Workers in the performing arts (the intermittents du spectacle) have their own unemployment benefit system. This was recently jeopardised by the stand taken by the CNPF (Conseil national du patronat français) employers' confederation during the December 1996 talks on the renewal of the agreement on the general UNEDIC (Union Nationale interprofessionnelle pour l'Emploi dans l'Industrie et le Commerce) unemployment insurance scheme.

When the UNEDIC agreement was renewed in December 1996, management and unions did not reach agreement on a new version of the unemployment benefits system specific to artists and technicians in show business (film production, radio, television, theatre and other show business industries). These 100,000 or so workers are ineligible for unemployment benefit unless they have worked for 507 hours (or received 43 one-off payments) during the previous 12 months. According to these criteria, almost 40,000 of them (40%) are currently ineligible. The CNPF questions the continued existence of this special system dating back to the end of the 1960s, and wants to bring it into line with that of temporary workers (who have to have worked for 676 hours in the previous eight months), on the pretext that there is a chronic and deepening deficit in the system, which is actually financed by private sector staff and employers paying into the state contribution scheme (on the principle of "interprofessional solidarity"). As far as the unions are concerned (CGT, FO, CFDT, CFTC and the CGC), such a move would immediately exclude many workers in the performing arts, just at the moment when UNEDIC is showing an FFR 11.2 billion surplus.

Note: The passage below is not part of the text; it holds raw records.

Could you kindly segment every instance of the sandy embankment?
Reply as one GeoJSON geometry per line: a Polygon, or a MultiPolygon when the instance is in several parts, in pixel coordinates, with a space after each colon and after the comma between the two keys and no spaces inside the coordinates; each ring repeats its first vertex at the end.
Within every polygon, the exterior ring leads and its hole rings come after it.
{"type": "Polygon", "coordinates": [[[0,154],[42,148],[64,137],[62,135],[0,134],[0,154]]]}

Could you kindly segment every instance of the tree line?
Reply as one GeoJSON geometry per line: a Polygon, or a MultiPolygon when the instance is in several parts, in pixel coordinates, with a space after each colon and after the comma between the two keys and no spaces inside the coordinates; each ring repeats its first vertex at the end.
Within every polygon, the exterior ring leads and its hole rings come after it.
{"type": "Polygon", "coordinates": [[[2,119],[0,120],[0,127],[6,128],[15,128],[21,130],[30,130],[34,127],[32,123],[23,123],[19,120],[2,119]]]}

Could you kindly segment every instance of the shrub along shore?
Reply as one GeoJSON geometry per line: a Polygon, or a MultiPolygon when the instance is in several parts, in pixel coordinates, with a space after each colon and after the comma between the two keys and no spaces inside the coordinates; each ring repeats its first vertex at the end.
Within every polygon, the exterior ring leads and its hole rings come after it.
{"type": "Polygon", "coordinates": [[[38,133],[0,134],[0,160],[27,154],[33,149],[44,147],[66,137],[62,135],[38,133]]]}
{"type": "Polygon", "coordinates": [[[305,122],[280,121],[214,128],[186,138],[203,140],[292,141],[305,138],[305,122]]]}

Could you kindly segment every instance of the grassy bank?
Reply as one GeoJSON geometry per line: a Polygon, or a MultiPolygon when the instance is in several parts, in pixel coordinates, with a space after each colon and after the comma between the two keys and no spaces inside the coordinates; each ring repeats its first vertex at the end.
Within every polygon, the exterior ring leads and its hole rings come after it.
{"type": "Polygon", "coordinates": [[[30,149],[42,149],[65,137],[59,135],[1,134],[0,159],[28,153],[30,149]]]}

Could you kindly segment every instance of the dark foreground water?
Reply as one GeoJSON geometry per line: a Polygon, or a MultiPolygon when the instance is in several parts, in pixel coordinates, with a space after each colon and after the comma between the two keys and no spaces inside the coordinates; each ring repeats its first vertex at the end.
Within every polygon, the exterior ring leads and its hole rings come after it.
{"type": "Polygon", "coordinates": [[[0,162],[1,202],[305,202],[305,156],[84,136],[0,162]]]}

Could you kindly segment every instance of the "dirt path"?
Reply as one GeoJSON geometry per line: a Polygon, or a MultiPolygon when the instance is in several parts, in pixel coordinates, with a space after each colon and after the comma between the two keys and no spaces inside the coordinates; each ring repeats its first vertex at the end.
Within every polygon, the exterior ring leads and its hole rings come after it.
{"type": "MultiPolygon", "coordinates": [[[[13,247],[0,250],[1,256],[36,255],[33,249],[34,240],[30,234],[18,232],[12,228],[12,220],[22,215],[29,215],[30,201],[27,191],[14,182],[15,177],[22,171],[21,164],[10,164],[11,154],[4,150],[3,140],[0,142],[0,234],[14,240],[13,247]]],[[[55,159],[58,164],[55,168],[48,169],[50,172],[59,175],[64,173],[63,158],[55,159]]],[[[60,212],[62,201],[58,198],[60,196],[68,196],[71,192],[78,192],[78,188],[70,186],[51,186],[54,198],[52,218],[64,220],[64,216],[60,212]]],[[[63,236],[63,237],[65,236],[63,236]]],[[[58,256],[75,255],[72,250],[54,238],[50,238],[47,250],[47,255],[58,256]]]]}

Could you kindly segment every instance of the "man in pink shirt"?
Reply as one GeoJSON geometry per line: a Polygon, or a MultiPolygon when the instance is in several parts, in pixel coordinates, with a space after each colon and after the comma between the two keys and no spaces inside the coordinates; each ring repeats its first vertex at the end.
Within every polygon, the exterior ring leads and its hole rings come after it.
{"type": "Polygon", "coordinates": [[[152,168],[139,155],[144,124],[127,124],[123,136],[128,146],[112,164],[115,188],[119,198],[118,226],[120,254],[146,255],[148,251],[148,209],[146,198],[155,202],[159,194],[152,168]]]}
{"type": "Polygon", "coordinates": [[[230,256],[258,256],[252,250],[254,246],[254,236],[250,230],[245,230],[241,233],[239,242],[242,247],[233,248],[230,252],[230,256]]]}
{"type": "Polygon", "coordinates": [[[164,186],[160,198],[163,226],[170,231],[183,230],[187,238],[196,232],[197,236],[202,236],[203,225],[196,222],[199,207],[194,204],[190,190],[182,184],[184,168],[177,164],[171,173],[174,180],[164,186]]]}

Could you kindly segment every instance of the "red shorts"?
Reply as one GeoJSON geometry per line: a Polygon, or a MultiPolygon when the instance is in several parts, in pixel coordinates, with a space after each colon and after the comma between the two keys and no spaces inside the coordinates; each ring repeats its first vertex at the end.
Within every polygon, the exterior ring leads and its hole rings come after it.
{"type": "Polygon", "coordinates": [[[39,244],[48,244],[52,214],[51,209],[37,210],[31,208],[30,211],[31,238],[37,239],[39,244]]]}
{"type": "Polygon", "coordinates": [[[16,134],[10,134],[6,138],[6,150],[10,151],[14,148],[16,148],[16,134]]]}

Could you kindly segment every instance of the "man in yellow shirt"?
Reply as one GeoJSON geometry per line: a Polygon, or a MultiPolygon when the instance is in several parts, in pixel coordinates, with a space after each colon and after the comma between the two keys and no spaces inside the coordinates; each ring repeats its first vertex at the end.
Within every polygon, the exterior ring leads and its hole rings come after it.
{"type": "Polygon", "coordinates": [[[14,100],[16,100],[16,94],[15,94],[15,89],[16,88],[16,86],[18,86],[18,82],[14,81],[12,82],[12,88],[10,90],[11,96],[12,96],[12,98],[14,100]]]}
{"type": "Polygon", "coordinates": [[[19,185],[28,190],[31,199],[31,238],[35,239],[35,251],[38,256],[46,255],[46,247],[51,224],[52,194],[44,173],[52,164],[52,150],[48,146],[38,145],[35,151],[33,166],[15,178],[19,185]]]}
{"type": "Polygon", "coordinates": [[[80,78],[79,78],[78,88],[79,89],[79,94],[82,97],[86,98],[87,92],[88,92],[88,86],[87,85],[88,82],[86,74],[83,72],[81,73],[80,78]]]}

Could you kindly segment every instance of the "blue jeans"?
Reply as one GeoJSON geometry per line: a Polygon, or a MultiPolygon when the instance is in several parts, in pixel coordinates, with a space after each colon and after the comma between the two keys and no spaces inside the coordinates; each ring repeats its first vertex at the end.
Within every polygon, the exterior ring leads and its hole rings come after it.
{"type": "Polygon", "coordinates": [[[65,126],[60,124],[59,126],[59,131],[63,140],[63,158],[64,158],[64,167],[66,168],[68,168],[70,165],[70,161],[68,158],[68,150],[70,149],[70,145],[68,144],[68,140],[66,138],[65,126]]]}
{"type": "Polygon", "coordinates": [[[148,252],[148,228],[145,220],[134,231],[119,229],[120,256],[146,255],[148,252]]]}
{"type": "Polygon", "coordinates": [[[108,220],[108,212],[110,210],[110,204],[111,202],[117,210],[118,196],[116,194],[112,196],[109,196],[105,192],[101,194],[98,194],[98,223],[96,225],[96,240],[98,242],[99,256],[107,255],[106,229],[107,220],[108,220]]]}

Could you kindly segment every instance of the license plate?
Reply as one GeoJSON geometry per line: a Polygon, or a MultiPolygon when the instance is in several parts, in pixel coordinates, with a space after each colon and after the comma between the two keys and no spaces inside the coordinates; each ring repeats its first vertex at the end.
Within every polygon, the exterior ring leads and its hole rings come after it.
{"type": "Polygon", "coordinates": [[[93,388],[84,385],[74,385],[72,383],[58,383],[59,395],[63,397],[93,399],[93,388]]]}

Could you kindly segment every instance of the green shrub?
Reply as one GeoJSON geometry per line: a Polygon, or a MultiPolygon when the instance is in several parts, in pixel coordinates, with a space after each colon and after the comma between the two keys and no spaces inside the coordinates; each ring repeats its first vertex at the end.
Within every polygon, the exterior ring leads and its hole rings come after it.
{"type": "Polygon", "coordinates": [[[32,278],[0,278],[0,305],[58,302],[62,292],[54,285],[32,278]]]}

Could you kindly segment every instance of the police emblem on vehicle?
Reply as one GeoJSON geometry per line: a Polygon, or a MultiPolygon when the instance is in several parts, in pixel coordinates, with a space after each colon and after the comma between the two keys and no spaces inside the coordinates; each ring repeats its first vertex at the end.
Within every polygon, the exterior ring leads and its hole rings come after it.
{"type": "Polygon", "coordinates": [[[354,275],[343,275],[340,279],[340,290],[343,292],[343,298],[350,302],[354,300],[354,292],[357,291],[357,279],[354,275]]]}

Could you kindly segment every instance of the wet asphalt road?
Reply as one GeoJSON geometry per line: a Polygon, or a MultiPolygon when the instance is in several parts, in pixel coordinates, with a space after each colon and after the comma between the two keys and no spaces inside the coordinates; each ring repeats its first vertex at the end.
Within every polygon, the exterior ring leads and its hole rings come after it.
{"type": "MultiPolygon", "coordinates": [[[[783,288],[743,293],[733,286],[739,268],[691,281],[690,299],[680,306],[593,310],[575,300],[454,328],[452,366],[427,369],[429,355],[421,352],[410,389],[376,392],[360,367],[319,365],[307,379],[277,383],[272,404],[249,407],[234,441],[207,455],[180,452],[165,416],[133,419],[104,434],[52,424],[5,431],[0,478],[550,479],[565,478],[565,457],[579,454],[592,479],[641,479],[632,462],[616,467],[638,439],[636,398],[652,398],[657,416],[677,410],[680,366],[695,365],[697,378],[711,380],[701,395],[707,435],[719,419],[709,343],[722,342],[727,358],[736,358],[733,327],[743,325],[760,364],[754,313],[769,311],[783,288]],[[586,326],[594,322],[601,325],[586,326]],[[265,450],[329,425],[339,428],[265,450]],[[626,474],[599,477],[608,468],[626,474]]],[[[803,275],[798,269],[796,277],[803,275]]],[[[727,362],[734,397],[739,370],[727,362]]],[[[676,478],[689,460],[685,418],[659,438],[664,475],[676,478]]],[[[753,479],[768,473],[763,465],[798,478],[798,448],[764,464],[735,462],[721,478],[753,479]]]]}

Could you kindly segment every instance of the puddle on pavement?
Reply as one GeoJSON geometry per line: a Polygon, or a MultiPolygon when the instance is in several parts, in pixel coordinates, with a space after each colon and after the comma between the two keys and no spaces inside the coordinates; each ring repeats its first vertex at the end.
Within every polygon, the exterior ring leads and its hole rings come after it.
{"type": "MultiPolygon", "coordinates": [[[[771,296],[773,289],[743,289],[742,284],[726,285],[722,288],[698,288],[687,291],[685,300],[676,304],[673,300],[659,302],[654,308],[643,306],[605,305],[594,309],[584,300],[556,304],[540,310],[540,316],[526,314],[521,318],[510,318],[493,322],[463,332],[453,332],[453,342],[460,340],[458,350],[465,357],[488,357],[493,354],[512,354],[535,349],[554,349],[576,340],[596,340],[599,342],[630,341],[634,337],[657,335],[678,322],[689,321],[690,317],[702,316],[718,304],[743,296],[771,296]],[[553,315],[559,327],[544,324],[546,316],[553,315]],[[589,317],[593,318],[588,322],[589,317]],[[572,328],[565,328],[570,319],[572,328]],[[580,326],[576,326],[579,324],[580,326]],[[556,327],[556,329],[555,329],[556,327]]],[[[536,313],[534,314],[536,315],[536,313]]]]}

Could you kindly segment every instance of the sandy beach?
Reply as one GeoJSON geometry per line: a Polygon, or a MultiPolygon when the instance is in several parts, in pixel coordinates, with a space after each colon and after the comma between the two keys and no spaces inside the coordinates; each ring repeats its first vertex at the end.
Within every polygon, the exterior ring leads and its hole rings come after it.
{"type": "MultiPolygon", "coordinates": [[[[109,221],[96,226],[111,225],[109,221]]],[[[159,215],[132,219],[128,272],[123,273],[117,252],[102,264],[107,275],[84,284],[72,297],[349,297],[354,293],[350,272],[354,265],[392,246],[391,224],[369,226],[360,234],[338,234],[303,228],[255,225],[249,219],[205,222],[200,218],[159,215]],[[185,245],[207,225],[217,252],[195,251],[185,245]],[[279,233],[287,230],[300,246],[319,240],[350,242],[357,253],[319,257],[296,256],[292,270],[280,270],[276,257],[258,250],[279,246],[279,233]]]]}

In a strife-ridden atmosphere, marked by a number of different types of protest carried out by performance arts industry workers, ranging from demonstrations to occupations of several regional state buildings, the Government has had to appoint a mediator. The present system was thus extended to 30 April 1997. Before then, a draft agreement may be signed by Government, management and unions, specifying the conditions under which the system would function. This reform raises the wider question of the importance attributed to cultural expression in French society, and the way it is financed.